The Web 3.0 definition can be extended to: data will be interconnected in a decentralized means, which would be a huge jump ahead to our present generation of the net (Web 2.0), where data is mainly kept in centralized repositories.

Customers and creators will engage with data. But also, for this to take place, programs need to comprehend information both conceptually and contextually. The foundations of Web 3.0 will be based on semantic internet and expert systems (AI).

Key Features of Web 3.0 and applications

To really understand the next stage of the internet, we require looking at the key features of Web 3.0:

Ubiquity

Ubiquity shows being or having the capacity to be anywhere, especially at the same time. Simply put, omnipresent. Web 2.0 is already ubiquitous considering that, for example, a Facebook customer can quickly record a picture and share it, which then becomes common given that it's offered to any person no matter where they are, if they have accessibility to the social media platform.

Universality

Web 3.0 makes the internet accessible to everyone, anywhere, at any moment. In the future, internet-connected gadgets will change, since IoT (Web of Things) technology will certainly generate a variety of new types of clever devices.

Semantic Internet

Semantic is the research of the relationship between words. For that reason, the Semantic Internet, according to Berners-Lee, makes it possible for computer systems to evaluate lots of information from the Internet, which includes content, purchases, and web links in between persons.

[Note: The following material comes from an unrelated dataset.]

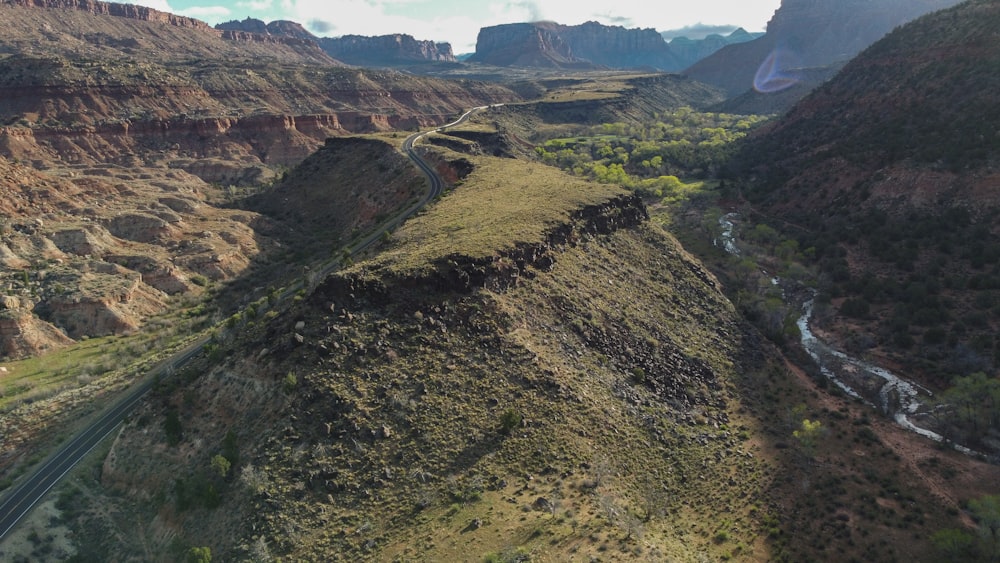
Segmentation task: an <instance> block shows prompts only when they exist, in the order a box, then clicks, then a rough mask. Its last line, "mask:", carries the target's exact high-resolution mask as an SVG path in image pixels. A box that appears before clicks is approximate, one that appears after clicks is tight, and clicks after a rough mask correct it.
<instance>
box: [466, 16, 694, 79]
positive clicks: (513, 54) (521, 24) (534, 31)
mask: <svg viewBox="0 0 1000 563" xmlns="http://www.w3.org/2000/svg"><path fill="white" fill-rule="evenodd" d="M468 60H469V62H478V63H485V64H492V65H496V66H520V67H544V68H595V67H607V68H653V69H657V70H663V71H672V70H679V69H681V68H683V67H684V64H683V62H682V60H681V59H680V58H678V57H677V55H676V54H674V53H673V51H672V50H671V49H670V46H669V45H667V42H666V41H665V40H664V39H663V37H661V36H660V35H659V34H658V33H657V32H656V31H655V30H653V29H626V28H624V27H621V26H606V25H602V24H599V23H597V22H587V23H584V24H581V25H575V26H567V25H560V24H558V23H553V22H536V23H515V24H504V25H497V26H492V27H484V28H482V29H481V30H479V37H478V39H477V41H476V53H475V55H473V56H472V57H470V58H469V59H468Z"/></svg>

A common demand for a Web 3.0 application is the capability to digest large-scale information and turn it into accurate expertise and valuable user interaction. The semantic applications are still at their onset, which implies that they have a great deal of space for innovation.

Closing Thoughts

The new internet will certainly provide a more personal and customized surfing experience, a lot smarter and lot more human-like. It will also bring in an equitable internet as decentralization takes precedence. The individual customers will become a sovereign over their data.

Web 3.0 will certainly arrive - taking into consideration exactly how smart tools have already changed our behavior patterns. The internet will end up being tremendously extra integrated in our day-to-days live.